La derrota ante el Girona abre brechas antes del partido ante el Tottenham

AMADOR GÓMEZ MADRID.

Más que la falta de gol o los llamados «detalles de concentración» en defensa, como lamentó Zinedine Zidane tras el batacazo del Real Madrid ante el ascendido Girona, es la actitud lo que delata al equipo blanco, que en sólo diez jornadas de Liga ha perdido otros tantos puntos para alejarse a ocho del Barça, una desventaja que nunca remontó para conquistar la Liga. Ahora que se reclama que las grandes estrellas reaccionen y den un paso al frente y a Zidane incluso que cambie un sistema que, con Isco en la mediapunta y con dos delanteros tanto prometía a principios de temporada, el técnico del Madrid siempre ha insistido en que «lo importante es la actitud, no el dibujo», y ahí es donde falla el equipo.

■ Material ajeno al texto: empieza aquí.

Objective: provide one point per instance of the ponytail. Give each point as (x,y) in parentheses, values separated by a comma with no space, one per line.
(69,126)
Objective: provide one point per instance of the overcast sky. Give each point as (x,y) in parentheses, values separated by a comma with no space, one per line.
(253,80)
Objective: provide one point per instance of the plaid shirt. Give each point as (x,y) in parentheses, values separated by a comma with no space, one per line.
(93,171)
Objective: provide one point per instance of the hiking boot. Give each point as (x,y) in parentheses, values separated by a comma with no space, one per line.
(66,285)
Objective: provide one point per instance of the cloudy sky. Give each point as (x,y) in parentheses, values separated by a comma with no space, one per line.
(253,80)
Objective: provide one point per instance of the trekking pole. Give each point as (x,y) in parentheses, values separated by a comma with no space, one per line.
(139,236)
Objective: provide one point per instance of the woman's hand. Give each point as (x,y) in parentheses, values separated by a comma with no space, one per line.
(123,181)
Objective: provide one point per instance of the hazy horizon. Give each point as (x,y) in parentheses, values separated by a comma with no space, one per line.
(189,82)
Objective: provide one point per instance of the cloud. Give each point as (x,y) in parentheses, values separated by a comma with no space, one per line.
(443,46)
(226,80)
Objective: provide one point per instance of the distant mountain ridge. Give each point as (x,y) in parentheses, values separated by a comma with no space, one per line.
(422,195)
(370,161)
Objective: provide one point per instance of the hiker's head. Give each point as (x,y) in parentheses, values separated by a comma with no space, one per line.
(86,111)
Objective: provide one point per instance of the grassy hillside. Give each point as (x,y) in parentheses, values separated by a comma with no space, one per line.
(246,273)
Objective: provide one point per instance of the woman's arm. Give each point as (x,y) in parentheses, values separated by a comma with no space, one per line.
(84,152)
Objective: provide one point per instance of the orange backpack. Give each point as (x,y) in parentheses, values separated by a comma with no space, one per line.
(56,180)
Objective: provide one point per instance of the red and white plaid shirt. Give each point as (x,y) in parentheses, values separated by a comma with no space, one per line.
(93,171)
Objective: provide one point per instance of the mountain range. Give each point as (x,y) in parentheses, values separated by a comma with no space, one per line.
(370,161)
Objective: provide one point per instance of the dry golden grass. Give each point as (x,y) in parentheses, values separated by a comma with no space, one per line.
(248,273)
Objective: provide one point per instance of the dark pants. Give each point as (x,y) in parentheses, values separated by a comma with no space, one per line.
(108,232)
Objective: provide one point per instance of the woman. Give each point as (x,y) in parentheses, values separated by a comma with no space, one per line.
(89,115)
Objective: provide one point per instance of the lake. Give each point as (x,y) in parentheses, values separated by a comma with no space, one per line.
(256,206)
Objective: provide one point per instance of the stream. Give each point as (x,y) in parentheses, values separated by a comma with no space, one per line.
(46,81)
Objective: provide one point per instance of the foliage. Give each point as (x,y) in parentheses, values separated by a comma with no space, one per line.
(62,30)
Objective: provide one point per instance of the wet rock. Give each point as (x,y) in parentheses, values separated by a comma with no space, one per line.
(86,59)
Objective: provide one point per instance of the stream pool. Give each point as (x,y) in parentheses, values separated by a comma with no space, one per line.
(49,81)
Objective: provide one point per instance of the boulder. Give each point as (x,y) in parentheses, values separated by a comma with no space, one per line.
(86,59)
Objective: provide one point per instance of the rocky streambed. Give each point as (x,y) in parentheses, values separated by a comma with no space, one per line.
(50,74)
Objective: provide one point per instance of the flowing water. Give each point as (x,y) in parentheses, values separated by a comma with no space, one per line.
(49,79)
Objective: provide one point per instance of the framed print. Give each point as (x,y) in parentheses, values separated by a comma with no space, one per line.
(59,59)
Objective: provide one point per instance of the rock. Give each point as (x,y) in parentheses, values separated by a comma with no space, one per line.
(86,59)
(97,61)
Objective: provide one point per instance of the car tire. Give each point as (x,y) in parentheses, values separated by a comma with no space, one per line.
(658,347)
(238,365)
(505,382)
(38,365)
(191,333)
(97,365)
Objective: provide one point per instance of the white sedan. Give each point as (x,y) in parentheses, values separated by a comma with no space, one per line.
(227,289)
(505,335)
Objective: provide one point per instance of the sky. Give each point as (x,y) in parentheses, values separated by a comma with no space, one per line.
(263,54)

En opinión de Zidane, en Montilivi hubo «intensidad y esfuerzo», pero además del mal momento y la ausencia de puntería de los blancos, fue, sobre todo, la relajación la que costó la histórica derrota ante un rival hipermotivado que dio un repaso físico y táctico al campeón de Europa. Es la misma desidia y el complejo de equivocada superioridad que suele marcar al equipo madridista antes de los partidos de Champions. Así ocurrió en terreno del Girona tres días antes de jugar con el Tottenham en Wembley y también en la presente temporada, en la tercera jornada, con el empate en el Bernabéu ante el Levante (1-1), antes de golear al Apoel de Nicosia. La dolorosa derrota en casa frente al Betis en el último segundo (0-1) llegó entre semana y se pudo considerar un accidente, después de que el Madrid malograse sus ocasiones, pero el caso es que ahora el equipo no sólo no juega, sino que no crea oportunidades claras de gol y, como en sus peores tiempos, se ve sobrepasado por adversarios incansables en la presión. En Montilivi, la intocable línea de tres en el medio campo, formada por Modric, Casemiro y Kross, básica en los títulos de Zidane, llegó a perder 40 balones.

La pérdida de balones y la falta de acierto de Cristiano en liga están costando caro a los blancos

La pasada temporada, la del doblete Liga-Copa de Europa, también se dejó llevar el Madrid en demasiados partidos. Hasta en seis ocasiones se quejó Zidane el pasado curso de «falta de intensidad» del equipo, aunque después de la derrota en Girona el técnico francés prefirió escudarse en los referidos detalles contra un adversario que no sólo marcó dos goles a los blancos, sino que lanzó otros dos remates al poste. Y, mientras, Cristiano, otrora salvador, este año no ve portería, lo que complica aún más el presente blanco.